昨年11月26日から完成したばかりの住宅に暮らす。「本当に皆さんの世話になっています。おかげさまで、やっと落ち着いたかな、という感じです」。
震災から3度目の冬を向えてえる。
3・11、東日本大震災。その13時間後の翌12日午前3時59分に発生した「長野新潟県境地震」。震度6強の激震の直撃を受け、高橋さんの高床式3階住宅は「大規模半壊」の被害を受けた。
前日の東北の津波被害を見て、同じ集落に暮らす長男夫婦の娘が様子を見に来て、泊まってくれた。その夜だった。
「最初、何が起きたか分からなかった。孫娘の『地震だよー』と声で分かったが、部屋の壁がみんな落ちて、そのホコリでよく見えなかったが、じいちゃん(夫)と一緒にとにかく外に出た」。何度かの強い余震のなか、夜着のまま隣の同年代と抱き合いながら幹線道路に出て、車に乗り合って村役場へ行った。
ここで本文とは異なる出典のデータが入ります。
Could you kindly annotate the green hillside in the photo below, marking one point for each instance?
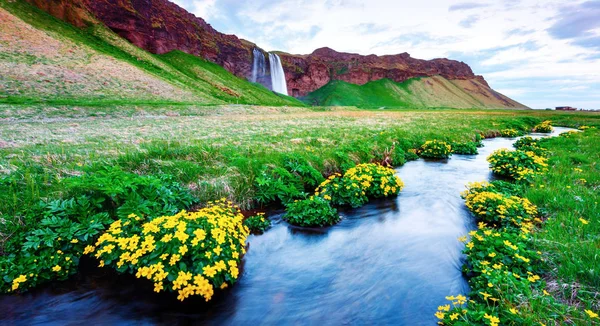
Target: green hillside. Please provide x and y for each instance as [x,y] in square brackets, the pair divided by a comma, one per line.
[44,59]
[427,92]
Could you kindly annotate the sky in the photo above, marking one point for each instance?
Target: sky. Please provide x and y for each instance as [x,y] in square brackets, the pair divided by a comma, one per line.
[540,53]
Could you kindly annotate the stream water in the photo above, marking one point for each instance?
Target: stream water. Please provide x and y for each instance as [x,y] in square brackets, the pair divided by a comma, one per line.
[390,262]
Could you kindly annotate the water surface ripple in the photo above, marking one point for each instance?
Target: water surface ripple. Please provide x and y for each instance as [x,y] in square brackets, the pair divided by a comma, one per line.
[390,262]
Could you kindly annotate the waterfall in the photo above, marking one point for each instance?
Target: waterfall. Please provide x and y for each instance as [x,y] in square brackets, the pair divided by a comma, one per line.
[277,75]
[259,65]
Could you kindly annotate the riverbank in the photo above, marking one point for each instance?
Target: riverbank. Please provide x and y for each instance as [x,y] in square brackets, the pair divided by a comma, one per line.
[569,196]
[253,156]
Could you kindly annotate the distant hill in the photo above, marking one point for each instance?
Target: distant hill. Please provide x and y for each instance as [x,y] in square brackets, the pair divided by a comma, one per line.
[153,51]
[44,59]
[425,92]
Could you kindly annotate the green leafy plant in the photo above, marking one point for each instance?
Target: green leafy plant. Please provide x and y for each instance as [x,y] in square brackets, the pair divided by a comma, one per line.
[465,148]
[518,165]
[52,249]
[258,223]
[544,127]
[312,212]
[435,149]
[529,144]
[278,184]
[122,193]
[63,228]
[360,183]
[191,253]
[500,209]
[509,133]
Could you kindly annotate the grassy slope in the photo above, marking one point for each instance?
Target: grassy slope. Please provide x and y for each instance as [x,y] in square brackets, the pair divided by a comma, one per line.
[198,81]
[426,92]
[571,247]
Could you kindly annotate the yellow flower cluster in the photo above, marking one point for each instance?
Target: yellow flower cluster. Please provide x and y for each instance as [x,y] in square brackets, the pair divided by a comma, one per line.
[435,149]
[500,209]
[509,133]
[17,281]
[360,183]
[200,250]
[367,174]
[545,127]
[518,165]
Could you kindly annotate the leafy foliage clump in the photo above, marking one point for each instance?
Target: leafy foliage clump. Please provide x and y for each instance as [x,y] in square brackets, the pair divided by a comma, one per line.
[465,148]
[192,253]
[500,209]
[258,223]
[529,144]
[510,133]
[360,183]
[518,165]
[544,127]
[312,212]
[436,149]
[288,183]
[61,229]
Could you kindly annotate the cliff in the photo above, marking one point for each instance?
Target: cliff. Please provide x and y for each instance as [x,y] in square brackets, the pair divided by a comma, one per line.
[160,26]
[308,73]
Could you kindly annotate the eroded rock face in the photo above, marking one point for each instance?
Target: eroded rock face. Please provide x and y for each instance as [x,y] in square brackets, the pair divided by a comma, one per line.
[307,73]
[160,26]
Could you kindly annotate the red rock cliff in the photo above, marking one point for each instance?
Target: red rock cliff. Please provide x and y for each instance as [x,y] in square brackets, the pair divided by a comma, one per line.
[160,26]
[307,73]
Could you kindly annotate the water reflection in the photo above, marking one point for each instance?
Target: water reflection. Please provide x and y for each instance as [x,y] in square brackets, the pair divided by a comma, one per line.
[389,262]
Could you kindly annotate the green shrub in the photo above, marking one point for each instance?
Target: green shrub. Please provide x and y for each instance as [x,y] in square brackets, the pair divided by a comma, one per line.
[278,184]
[529,144]
[500,209]
[258,223]
[342,191]
[544,127]
[518,165]
[309,176]
[122,193]
[398,156]
[360,183]
[436,149]
[500,270]
[411,155]
[479,140]
[288,183]
[52,250]
[63,228]
[466,148]
[509,133]
[192,253]
[312,212]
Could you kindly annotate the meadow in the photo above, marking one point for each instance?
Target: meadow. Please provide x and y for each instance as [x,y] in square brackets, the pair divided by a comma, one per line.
[266,157]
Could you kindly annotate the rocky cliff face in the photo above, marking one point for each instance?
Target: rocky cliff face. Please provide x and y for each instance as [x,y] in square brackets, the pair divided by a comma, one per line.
[308,73]
[160,26]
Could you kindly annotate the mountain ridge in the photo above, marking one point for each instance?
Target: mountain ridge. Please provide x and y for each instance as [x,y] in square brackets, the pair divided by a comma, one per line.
[160,26]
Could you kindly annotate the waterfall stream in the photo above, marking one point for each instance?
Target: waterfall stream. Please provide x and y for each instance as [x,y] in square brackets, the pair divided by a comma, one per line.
[259,65]
[277,75]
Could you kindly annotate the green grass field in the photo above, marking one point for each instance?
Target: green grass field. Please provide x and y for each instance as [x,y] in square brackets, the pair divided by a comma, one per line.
[425,92]
[95,67]
[184,128]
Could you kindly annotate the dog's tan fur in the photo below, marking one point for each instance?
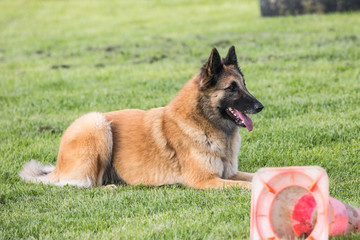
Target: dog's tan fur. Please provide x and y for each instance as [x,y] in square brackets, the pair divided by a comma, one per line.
[175,144]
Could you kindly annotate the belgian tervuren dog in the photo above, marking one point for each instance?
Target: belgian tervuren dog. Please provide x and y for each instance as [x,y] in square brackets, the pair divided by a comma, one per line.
[193,141]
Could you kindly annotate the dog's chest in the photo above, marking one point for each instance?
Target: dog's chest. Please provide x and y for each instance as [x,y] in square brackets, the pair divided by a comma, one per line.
[222,154]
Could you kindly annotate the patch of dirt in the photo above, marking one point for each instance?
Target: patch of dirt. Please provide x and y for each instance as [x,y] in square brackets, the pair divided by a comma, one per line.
[222,43]
[151,59]
[48,128]
[65,66]
[99,65]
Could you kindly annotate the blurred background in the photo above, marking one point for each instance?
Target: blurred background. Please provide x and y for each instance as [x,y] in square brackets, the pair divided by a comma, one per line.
[62,59]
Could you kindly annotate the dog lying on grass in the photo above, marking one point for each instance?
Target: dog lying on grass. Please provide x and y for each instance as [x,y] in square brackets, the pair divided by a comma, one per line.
[193,141]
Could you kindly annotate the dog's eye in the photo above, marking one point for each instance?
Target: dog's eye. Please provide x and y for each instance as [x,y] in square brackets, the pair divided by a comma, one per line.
[233,87]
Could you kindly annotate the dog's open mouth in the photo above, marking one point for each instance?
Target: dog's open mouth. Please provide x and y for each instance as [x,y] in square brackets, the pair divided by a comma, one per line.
[240,119]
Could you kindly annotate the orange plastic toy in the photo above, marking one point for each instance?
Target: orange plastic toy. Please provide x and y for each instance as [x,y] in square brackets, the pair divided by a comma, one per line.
[294,202]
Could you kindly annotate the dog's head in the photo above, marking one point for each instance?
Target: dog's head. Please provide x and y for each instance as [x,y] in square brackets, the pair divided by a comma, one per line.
[223,95]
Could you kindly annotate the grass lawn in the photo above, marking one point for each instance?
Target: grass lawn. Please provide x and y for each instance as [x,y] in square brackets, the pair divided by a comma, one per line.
[62,59]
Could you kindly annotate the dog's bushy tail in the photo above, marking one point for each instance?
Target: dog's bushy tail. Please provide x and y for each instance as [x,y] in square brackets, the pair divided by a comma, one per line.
[35,172]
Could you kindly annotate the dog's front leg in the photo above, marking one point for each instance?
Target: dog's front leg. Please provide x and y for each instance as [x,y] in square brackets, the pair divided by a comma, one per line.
[242,176]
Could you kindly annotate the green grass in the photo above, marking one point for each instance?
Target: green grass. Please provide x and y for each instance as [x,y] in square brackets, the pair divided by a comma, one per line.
[138,54]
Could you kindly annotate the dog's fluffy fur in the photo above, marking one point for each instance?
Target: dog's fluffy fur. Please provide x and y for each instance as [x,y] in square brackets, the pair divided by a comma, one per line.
[193,141]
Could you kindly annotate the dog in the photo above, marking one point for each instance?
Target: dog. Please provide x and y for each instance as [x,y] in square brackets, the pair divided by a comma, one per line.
[193,141]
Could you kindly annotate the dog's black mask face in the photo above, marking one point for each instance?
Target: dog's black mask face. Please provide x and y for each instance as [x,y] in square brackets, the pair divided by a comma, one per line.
[223,85]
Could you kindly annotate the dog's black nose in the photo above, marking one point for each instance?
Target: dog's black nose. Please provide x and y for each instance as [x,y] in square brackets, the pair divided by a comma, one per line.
[258,107]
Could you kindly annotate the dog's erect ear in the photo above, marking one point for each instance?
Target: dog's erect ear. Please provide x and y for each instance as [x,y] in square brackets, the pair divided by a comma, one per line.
[211,68]
[214,62]
[231,58]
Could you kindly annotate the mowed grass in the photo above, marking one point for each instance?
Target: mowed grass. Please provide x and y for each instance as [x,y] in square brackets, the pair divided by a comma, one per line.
[62,59]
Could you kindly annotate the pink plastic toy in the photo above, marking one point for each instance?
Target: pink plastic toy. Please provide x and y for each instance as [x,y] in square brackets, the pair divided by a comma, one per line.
[294,202]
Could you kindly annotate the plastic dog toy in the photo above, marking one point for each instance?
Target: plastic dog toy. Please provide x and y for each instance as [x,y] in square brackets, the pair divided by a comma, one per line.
[294,202]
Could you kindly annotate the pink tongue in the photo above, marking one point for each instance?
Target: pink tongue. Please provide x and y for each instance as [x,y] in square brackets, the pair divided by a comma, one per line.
[247,121]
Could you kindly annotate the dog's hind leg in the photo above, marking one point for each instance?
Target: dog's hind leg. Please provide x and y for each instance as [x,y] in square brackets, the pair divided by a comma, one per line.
[217,182]
[84,153]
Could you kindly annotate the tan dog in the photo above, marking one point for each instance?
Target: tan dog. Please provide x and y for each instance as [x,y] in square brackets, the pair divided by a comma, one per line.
[193,141]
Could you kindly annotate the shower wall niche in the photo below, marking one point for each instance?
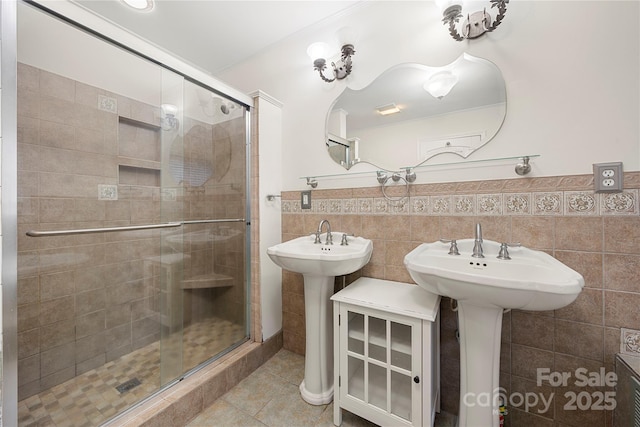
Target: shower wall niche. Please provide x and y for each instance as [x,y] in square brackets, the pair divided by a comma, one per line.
[123,313]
震災を知った長野市の次男がすぐに来た。てふさん夫婦は長野へ。40日間余り次男方に留まり、被災の自宅片付けのために、同じ青倉ながら被害が少なかった長男の家へ。
「心労が重なったんだろうか」。同い年の夫・幸太郎さんは、栄村に戻り5日目、脳内出血で倒れた。救急搬送、半身不随の後遺症が残った。
「この状態では、とても仮設住宅には入れないので、高床式の長男の1階車庫を改造し、そこを住まいにしたんです」。車イス生活になった夫を支え、地震の後片付けなどに取り組むが、今度は自分の膝の具合が悪くなった。震災の翌年春、膝の手術。震災住宅が完成後、夫は福祉施設に入り、住宅に独り暮らし。 「もう元気に動けなくなったな。それでも夏は前の家跡の畑で野菜作りをしているんだよ」。長男家族は3日に一度は顔を出す。隣人や百bほど離れた別の震災住宅の仲間とお茶飲みが日課だ。
「これから3月までは、お茶飲みが仕事だね」。自作の野菜での漬物が炬燵の上に並ぶ。「やっと年賀状を書き終えたんだよ」。55枚の住所を手書きし、「ひと言、添えるんですよ。書くのは好きなんでね」。村保健師が年3回ほど開く「にこにこ教室」や地元の人たちが企画するお楽しみ会、長野市や飯山市のボランティアグループの交流会の集いなど、「いろいろな行事を計画してくれています。25日にはクリスマス交流会もあるんだよ」。
ようやく落ち着いたという高橋さん。青倉にある震災住宅10世帯ありうち9世帯が独り暮らし。「冬が一番心配だね。外に出る機会が少なくなるし、雪ばかり見ていても仕方ないからね」。
震災前まで、バイクで駆け回っていたが、震災後、バイクは手放した。「地震でいろいろあったが、こうして暮らせていることは、ありがたいことなんですよ」。3度目の冬。正月に孫や曾孫の顔を見るのを楽しみにしている。